As an engineer, even a struggling one, you should appreciate loyalty to a design concept, and how iterative design can put you in some difficult problems, well that’s most brains.
Modern humans having those design elements, it’s what makes us such easily excited, angry and frightened animals. That’s humans working to spec, us on this site tend to be going our own way.
it seems like you’re doing some good work trying to understand yourself though, not that you needed my encouragement on that front. Why your life is currently not working seems to be an apt goal to understand.
You may even discover you’re something more than you thought. That’s what I’m seeing here, potential for movement beyond prior limitations. Granted, I see that everywhere, that’s my commitment to a design concept.
I can’t say I envy those who can see something and assume that’s all it will be. What a dull awful outlook. Even potential to become more awful is potential, and potential is the only interesting thing going on with anyone.
So, where is your potential I wonder? To become what?
Maybe. I guess it’s hard to say what my potential will be from my pov. Outside of that it’s different.
The design process is nice though, I’d have to agree. That’s why for a while I wanted to shoot for a PhD. I love that the people in the lab are constantly working towards something new, for the sake of it. New ideas, new concepts, what can we do with the tech and push it further. I felt that if I can contribute even a mm of progress to the field I’d be happy.
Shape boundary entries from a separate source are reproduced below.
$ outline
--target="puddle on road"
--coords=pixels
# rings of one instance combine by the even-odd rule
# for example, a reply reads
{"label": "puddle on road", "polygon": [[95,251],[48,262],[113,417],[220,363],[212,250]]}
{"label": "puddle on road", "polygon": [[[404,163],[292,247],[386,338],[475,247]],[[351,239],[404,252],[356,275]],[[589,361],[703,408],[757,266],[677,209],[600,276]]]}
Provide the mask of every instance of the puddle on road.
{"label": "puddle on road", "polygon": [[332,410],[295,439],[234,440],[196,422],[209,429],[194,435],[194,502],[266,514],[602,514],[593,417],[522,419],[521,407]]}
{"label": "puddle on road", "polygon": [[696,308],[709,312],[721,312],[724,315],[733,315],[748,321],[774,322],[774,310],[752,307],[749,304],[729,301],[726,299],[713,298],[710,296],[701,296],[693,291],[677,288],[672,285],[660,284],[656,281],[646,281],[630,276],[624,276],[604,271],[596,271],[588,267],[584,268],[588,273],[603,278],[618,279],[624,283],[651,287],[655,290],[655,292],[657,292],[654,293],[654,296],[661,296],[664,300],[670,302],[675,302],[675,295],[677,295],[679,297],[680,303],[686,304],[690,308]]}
It just doesn’t seem in the cards for me.
Sounds like a very familiar tug of war – delusions and fear. I’ve created/lived in fantasies for most of my life and then reality hits and it sucks. The delusions of becoming something… idk man. And the living in fear and it still fucking you in the end. I can’t relate to the exact scenario you’re going through, obviously, but I get it. It’s part of why I’m not at a certain level of life I should be at.
I also get the ‘if I’m not (fill in the blank) I’m nothing/have nothing’ – in your case the engineer. It seems to be something important to you, so I know it stings when you’re not where you wanna be. It seems like a pretty intense path to begin with, at least from what I’ve heard from others. But idk, maybe you’re not the only one struggling in it rn- although I’m not expecting it to be a comfort.
Contradictions. They’re headache inducing, at least for me. But I understand it- wanting to be w someone/hoping for something that just never comes/just always out of reach. Little comfort it may be, but you are something, you are significant despite what you’ve yet to achieve or what you may have failed. I do hope you find that – whether it be your current path or maybe something else you find, but ofc it’ll probably take time.
Hoping for better days for you as always – I think you’re better than you think but don’t wanna invalidate anything. I hope you can quiet your mind
Thanks as always sinner. I hope things get better for you too.